I have uploaded some HSK 2012 word lists. There are versions with just simplified characters, and others with simplified, traditional, pinyin, and definitions which might be handy for anyone but are specially formatted for use with the iPhone App Hanzi StickyStudy.  There is also a list of example sentences that illustrate grammar points, taken from the HSK information published by Hanban. You can download all of the lists here.

This graph shows the percentage of all spoken words that you can expect to understand, against how many words you know, at each Level of the 2012 New HSK. Word frequency data is from SUBTLEX-CH. Of course, being able to understand for example 50% of a block of words will often mean that you still can't understand the meaning at all;  for example if you were at HSK level 1 and you were presented with ”一个熊猫", you would understand ”一个" and which means "one of something", but you would have no idea that the thing being talked about is a panda ("熊猫").

There are two lines plotted, an 'optimistic' and a 'pessimistic' estimate. The difference between these two estimates is caused partly by difficulties in defining what constitutes a 'word' in Chinese. The pessimistic estimate is as strict as possible, only counting a word in the frequency list as being known if it explicitly appears in the HSK lists. The optimistic estimate is more permissive, counting a word in the frequency lists as 'known' if all its component characters are part of the HSK word list.

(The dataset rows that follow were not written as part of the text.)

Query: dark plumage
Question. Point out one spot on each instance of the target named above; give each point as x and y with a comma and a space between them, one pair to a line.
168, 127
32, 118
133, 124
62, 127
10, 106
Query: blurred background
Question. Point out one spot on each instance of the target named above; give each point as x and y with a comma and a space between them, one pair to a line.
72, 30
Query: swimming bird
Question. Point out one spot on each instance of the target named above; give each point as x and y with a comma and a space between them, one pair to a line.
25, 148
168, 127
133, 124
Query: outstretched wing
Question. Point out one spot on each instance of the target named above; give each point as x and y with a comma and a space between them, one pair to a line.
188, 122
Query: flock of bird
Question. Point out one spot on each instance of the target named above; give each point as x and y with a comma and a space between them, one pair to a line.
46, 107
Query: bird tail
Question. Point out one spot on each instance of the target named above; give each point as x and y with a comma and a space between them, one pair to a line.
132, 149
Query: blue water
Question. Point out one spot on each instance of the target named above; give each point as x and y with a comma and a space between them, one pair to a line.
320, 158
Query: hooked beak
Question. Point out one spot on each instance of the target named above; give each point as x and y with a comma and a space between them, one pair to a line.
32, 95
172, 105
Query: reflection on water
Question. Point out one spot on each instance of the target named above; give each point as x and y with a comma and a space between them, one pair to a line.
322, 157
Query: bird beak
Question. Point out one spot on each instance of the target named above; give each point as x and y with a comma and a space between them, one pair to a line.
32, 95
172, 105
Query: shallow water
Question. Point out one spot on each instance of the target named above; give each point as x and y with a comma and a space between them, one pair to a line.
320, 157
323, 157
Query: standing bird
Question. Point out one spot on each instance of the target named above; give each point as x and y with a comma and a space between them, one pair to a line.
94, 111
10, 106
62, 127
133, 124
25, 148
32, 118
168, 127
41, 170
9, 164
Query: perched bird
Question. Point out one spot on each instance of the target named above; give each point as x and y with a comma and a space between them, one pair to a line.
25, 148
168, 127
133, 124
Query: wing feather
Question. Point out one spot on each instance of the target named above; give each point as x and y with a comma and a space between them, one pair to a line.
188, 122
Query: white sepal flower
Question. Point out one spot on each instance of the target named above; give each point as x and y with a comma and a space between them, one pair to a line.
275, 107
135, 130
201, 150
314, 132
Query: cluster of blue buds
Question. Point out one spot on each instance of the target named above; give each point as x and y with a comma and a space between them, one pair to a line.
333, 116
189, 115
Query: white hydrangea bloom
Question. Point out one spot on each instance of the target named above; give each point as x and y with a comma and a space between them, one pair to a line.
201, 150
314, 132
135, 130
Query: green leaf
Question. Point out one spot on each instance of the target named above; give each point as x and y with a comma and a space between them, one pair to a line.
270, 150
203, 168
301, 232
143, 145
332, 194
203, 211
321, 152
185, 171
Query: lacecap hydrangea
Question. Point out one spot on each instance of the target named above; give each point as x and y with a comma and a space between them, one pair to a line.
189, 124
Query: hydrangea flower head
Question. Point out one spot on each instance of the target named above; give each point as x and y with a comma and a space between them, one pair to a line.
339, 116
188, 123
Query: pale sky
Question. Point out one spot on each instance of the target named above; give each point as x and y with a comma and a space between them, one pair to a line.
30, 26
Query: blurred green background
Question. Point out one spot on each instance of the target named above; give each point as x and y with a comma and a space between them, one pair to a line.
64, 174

As an example, the HSK lists have the words 我们, 你, 他, 她, and 它, but they don't have the words 你们, 他们, 她们,  or  它们 which the frequency list does have. Of course, the pattern of adding 们 to pluralise is pretty simple once you have  learned it, so it is pointless to for the HSK list to have all of these combinations. The optimistic estimate would count all those -们 words as known, but the pessimistic estimate would count them as not known, so the optimistic estimate is probably better in this example. On the other hand, the HSK lists don't have 美国, which is quite common, although they do use the characters 美 and 国, so the optimistic estimate is probably wrong to count 美国 as known. The true answer would be somewhere between the two estimates, but my feeling is that the 'optimistic' estimate is closer, as so many highly used words in the frequency list are easy to understand combinations of other known words.

The Excel file used to generate this graph is available for download here.
I have uploaded a few HSK word and character graphs. See the Graphs Download page for high resolution poster-sized images  and graph files that you can use.

Most of these images are quite pretty, and some might even be useful to help learners to visualise which words share characters, etc. I am currently using the HSK 1-2 and 1-3 word charts to study for HSK levels 2 and 3.

These graphs were generated by a script that I wrote in Python. HSK word lists came from chinesetest.cn. Word frequencies, which were calculated from subtitles, are from SUBTLEX-CH. Character frequencies and composition are from distributed node weight (DNW) data. The graphs were drawn using Gephi and Graphviz. Some pinyin data came from the free Chinese dictionary CC-CEDICT.